Amazon AWS announces load balancing

On May 17 2009, Amazon announced a new set of services. Included are two features I always wanted to see in their portfolio, namely auto scaling of an entire web application as well as load balancing. Unsurprisingly, Amazon calls these features Auto Scaling and Elastic Load Balancing.

Load balancing was something that, from a developer’s point of view, I didn’t want to be bothered with. Sure, I wanted it to work, but I didn’t want to get it to work. In the past, developing an application on top of an Infrastructure as a Service (IaaS) provider like Amazon often involved setting up your own load balancer, for example by creating a new instance from an Amazon Machine Image (AMI) with some suitable load balancing software. This was when the offerings of a Platform as a Service (PaaS) provider like Microsoft’s Azure platform became quite compelling (For differences between IaaS and PaaS, have a look here). Hosting an application on Azure already includes / will include load balancing, auto scaling and auto curing. That’s what PaaS is about: It is a more specialized stack than IaaS taking away some of your freedom of choice (Azure currently supports .NET and PHP apps while IaaS lets you use virtually everything) but in turn offers some features that IaaS normally doesn’t provide out of the box.

This is the reason why this offering affects Microsoft: it increases pressure on the development of the Azure platform. Amazon just took away one of the reasons to choose a tightly integrated PaaS provider over an IaaS provider. Of course, that feature has to come with a price, otherwise Amazon would lose money for all the running instances that currently do the work of a load balancer. I think that price is reasonable, which currently is at “$0.025 per hour for each Elastic Load Balancer, plus $0.008 per GB of data transferred through an Elastic Load Balancer”.

Let’s compare both approaches: Without Elastic Load Balancing, one had to pay for (at least) one instance running the load balancer (assumed this was an extra instance) but no traffic costs since traffic between EC2 instances within the same availability region is free of charge. We could have been using a reserved instance (linux), so we would have to pay the 1-year fee plus the hourly charges for one year, leaving us with

325 + (365 * 24 * 0.03) = {\bf 587.8} $

With Elastic Load Balancing, we have to pay

365 * 24 * 0.025 = {\bf 219} $ plus traffic charges, which makes it hard to put any number here. Still, we can tell how many GB we could serve through Elastic Load Balancing before it gets more expensive than our first solution:

(587.8 - 219) / 0.008 = {\bf 46,112} GB. That’s right, that’s about 45 Terabyte. I say, that’s fair enough to get anyone started 🙂

We have to keep three things in mind here:

  1. Normally, we wouldn’t use only one load balancer for the first solution because this would be a single point of failure. But if we trust Amazon’s Elastic Load Balancer to be inherently fault tolerant, we still could use one Elastic Load Balancer instead of two, making this solution even more worth the money.
  2. You can keep the amount of GB flowing through the Load Balancer small. You do not have to serve all your pictures, videos etc through your web server, instead you should use another server or S3 or CloudFront or whatever. This separation for media files is no special do-fancy-stuff-to-reduce-my-amazon-fee workaround; it’s a common approach.
  3. In a small company / startup, I would definitely go for Elastic Load Balancing because it has this nice aaS aspect: It hides complexity from me, thus saving me time and nerves. It also integrates nicely with other services from Amazon AWS such as auto-scaling and monitoring.

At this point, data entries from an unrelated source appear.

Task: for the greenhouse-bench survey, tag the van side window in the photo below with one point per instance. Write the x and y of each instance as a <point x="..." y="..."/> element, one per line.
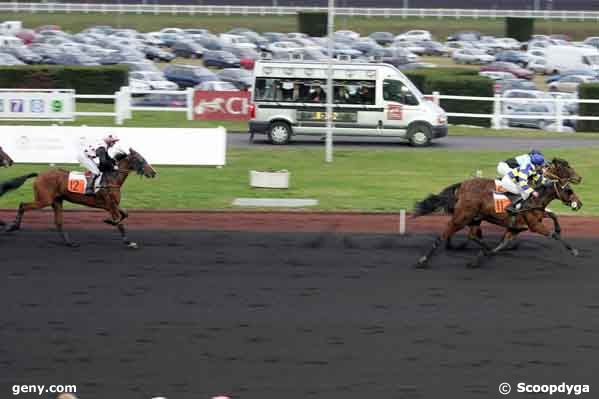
<point x="395" y="90"/>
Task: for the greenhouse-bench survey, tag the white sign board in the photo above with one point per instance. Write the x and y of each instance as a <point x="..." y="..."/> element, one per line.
<point x="159" y="146"/>
<point x="29" y="105"/>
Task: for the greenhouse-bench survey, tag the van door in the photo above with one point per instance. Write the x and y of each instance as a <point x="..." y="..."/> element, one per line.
<point x="400" y="107"/>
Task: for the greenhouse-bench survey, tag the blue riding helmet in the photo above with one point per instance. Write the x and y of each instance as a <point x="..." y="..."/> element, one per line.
<point x="537" y="158"/>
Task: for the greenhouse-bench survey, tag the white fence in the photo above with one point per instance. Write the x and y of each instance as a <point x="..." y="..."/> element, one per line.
<point x="498" y="114"/>
<point x="275" y="10"/>
<point x="124" y="108"/>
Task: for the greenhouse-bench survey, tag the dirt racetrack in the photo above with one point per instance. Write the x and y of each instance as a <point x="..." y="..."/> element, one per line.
<point x="193" y="314"/>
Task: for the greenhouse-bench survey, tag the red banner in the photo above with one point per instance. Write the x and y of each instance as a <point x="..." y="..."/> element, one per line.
<point x="221" y="105"/>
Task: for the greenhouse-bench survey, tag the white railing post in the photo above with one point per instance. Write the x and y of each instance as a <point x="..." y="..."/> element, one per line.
<point x="127" y="100"/>
<point x="118" y="108"/>
<point x="436" y="97"/>
<point x="496" y="121"/>
<point x="189" y="95"/>
<point x="559" y="116"/>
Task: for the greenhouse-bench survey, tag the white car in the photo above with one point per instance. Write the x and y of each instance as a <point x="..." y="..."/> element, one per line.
<point x="471" y="56"/>
<point x="410" y="46"/>
<point x="509" y="43"/>
<point x="570" y="83"/>
<point x="278" y="47"/>
<point x="347" y="34"/>
<point x="154" y="80"/>
<point x="497" y="75"/>
<point x="216" y="85"/>
<point x="538" y="65"/>
<point x="236" y="41"/>
<point x="414" y="35"/>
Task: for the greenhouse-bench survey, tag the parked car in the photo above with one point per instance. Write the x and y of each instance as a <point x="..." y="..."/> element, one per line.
<point x="538" y="65"/>
<point x="155" y="80"/>
<point x="188" y="75"/>
<point x="515" y="57"/>
<point x="545" y="113"/>
<point x="508" y="84"/>
<point x="216" y="85"/>
<point x="160" y="100"/>
<point x="221" y="59"/>
<point x="570" y="83"/>
<point x="389" y="56"/>
<point x="533" y="96"/>
<point x="9" y="59"/>
<point x="70" y="59"/>
<point x="471" y="56"/>
<point x="514" y="69"/>
<point x="414" y="36"/>
<point x="496" y="75"/>
<point x="241" y="78"/>
<point x="274" y="36"/>
<point x="188" y="49"/>
<point x="467" y="36"/>
<point x="433" y="48"/>
<point x="157" y="54"/>
<point x="23" y="53"/>
<point x="382" y="38"/>
<point x="247" y="57"/>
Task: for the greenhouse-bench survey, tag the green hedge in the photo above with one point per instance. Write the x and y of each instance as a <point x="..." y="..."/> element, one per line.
<point x="84" y="79"/>
<point x="588" y="91"/>
<point x="520" y="29"/>
<point x="457" y="82"/>
<point x="313" y="23"/>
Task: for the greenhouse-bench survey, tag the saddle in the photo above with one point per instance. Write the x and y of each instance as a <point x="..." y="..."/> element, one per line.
<point x="503" y="199"/>
<point x="83" y="183"/>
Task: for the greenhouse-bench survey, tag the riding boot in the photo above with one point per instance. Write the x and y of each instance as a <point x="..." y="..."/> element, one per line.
<point x="516" y="206"/>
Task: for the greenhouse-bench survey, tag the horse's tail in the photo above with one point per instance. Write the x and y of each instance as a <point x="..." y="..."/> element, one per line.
<point x="15" y="183"/>
<point x="444" y="201"/>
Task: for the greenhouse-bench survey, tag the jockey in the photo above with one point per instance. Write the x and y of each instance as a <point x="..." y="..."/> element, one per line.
<point x="98" y="152"/>
<point x="520" y="161"/>
<point x="522" y="179"/>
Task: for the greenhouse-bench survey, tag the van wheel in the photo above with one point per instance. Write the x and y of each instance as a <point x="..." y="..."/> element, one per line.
<point x="419" y="135"/>
<point x="279" y="133"/>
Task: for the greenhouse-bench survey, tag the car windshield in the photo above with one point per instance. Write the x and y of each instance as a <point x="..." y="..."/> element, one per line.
<point x="153" y="76"/>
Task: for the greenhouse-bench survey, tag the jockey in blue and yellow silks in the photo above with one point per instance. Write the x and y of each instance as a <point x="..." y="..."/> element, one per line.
<point x="523" y="180"/>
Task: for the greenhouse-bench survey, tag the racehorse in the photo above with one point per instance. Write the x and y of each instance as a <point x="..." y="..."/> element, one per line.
<point x="51" y="189"/>
<point x="13" y="184"/>
<point x="471" y="202"/>
<point x="5" y="160"/>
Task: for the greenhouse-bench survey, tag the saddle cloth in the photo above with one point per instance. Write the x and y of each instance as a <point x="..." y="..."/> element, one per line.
<point x="500" y="199"/>
<point x="82" y="183"/>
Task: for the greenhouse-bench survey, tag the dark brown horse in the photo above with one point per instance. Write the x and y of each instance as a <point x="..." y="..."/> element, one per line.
<point x="50" y="189"/>
<point x="471" y="202"/>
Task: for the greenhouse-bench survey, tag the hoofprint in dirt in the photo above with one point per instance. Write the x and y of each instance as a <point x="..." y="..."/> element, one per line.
<point x="252" y="315"/>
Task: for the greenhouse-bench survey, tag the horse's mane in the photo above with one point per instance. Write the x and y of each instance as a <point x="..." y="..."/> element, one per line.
<point x="560" y="162"/>
<point x="119" y="156"/>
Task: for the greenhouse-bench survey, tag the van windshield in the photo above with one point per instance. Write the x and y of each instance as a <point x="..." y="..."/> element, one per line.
<point x="591" y="60"/>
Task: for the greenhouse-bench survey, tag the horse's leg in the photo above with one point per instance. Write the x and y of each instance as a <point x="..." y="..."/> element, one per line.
<point x="58" y="220"/>
<point x="557" y="229"/>
<point x="505" y="241"/>
<point x="453" y="226"/>
<point x="538" y="227"/>
<point x="476" y="234"/>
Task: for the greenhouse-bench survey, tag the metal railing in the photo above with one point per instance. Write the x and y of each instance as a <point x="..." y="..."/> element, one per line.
<point x="268" y="10"/>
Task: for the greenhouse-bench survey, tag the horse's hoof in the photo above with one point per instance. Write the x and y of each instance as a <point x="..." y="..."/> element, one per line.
<point x="422" y="263"/>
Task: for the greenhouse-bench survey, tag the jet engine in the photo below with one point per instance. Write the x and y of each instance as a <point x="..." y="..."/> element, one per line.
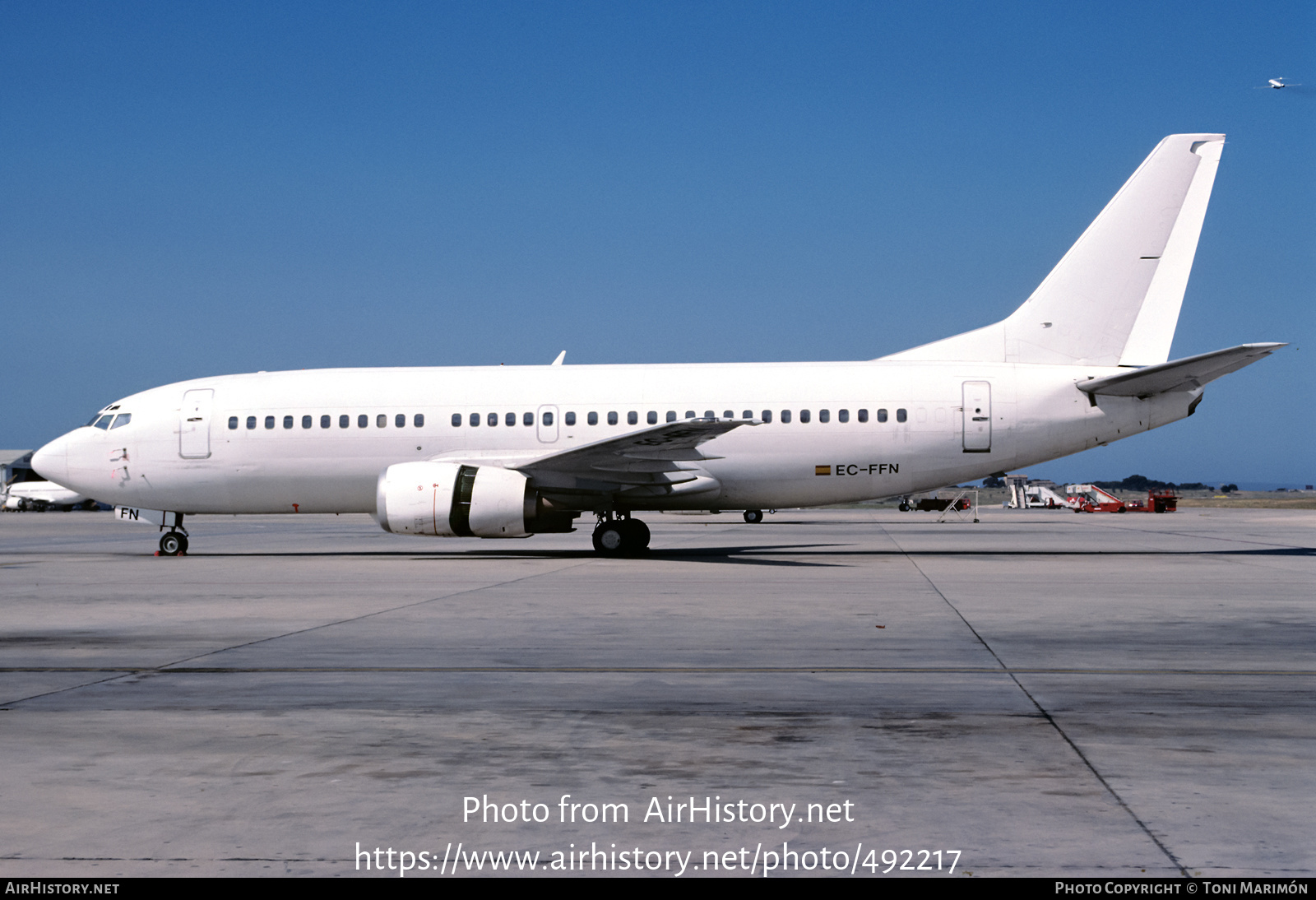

Combined with Auto Scaling, Amazon provides the possibility to let an application react upon increasing and decreasing traffic, distributing load across several servers and even cure itself by replacing unresponding instances with freshly booted ones which register themselves to the load balancer.

This will probably also give a headache to the guys over at Rightscale and Scalr which filled the gap by providing monitoring, auto-scaling, loadbalancing and self-curing on top of Amazon AWS. Of course, their services are more comprehensive than Amazon’s beta features but they are also more expensive. Over at RightScale it says “The RightScale Platform is available in editions starting at $500 a month with a one-time integration and access fee of $2,500.” For small companies, Amazon just saved the day.

Wrap-up: I believe the new offerings from Amazon (Auto Scaling, Monitoring and Elastic Load Balancing) are very attractive to developers with limited knowledge in infrastructure and network topics as well as to start-ups or other small businesses which do not want to pay for full-blown equivalents like RightScale. Amazon expands a core concept of cloud computing (grow dynamically, pay dynamically) to new features.

Links on that topic:

Azure Storage Manager

Recently I’ve been playing around with Windows Azure and wanted to get the log files for my hosted app.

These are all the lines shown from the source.